An interstellar comet that has captivated astronomers this year narrowly missed becoming the first object named after the Vera C. Rubin Observatory.
The event happened on June 20, 2025, when Rubin was practising its imaging system for the first time at night and detected 3I/ATLAS, which occurred ten days before ATLAS discovered it on July 1.
If the Chilean telescope’s data processing pipelines were in place, it would have been able to claim the discovery.
Scientists at the University of Washington, under the leadership of Colin Orion Chandler, made this close call while reviewing the commissioning data.
The 27.6-foot telescope, which is still undergoing science validation, did not have any automated data pipelines used in making regular observations.
To even view the images that had been stored away, Chandler’s team were required to write their own software to access the data. The team observed the comet at least thirteen times in twelve nights and managed to see the dusty coma, the bright halo around a comet indicating activity.

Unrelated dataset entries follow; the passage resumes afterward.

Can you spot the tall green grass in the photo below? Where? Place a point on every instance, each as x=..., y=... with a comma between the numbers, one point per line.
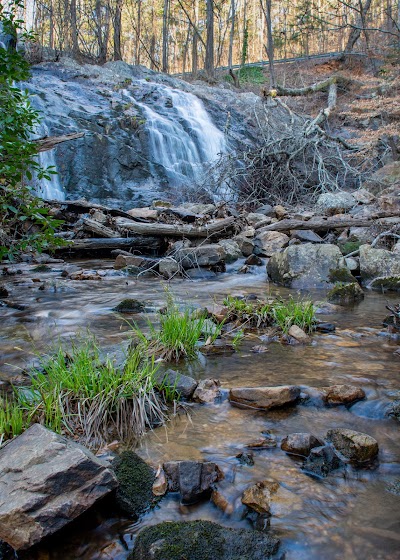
x=83, y=394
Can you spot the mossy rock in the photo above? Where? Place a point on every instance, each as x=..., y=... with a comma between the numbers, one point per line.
x=134, y=494
x=345, y=293
x=340, y=274
x=202, y=540
x=130, y=306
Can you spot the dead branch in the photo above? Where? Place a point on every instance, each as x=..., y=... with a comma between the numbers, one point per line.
x=49, y=142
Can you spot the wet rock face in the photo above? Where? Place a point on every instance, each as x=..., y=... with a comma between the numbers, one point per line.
x=46, y=481
x=321, y=461
x=193, y=479
x=379, y=268
x=342, y=394
x=135, y=477
x=300, y=444
x=264, y=398
x=308, y=266
x=355, y=446
x=195, y=540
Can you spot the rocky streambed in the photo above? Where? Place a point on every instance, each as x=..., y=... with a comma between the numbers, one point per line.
x=334, y=504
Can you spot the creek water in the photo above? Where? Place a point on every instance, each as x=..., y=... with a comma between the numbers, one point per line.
x=352, y=514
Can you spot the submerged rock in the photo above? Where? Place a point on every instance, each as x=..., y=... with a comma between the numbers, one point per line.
x=342, y=394
x=202, y=540
x=135, y=491
x=46, y=481
x=321, y=461
x=207, y=391
x=193, y=479
x=344, y=294
x=308, y=266
x=264, y=398
x=174, y=380
x=300, y=443
x=356, y=446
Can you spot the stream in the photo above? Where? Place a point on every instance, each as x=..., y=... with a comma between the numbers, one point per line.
x=349, y=515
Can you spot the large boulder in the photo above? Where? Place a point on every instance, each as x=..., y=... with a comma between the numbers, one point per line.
x=356, y=446
x=308, y=266
x=202, y=540
x=134, y=494
x=194, y=480
x=46, y=481
x=264, y=398
x=335, y=203
x=269, y=242
x=300, y=444
x=379, y=267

Rubin is designed to discover around 10,000 new comets in its first ten-year survey cycle. Given its expected performance during the early survey phase, Rubin will detect one interstellar comet passing through our solar system per year.
Based on 3I/ATLAS’s observation, it may be safe to say that while the current object will not be called with Rubin’s name, many more of its future visitors probably will.
In October 2025, when 3I/ATLAS was closest to the Sun, two NASA and ESA probes en route to Jupiter, Europa Clipper and JUICE, captured an interesting event. Using their ultraviolet spectrograph instruments, they detected hydrogen, oxygen, and carbon atoms produced by the photodissociation process of molecular gas escaping the nucleus.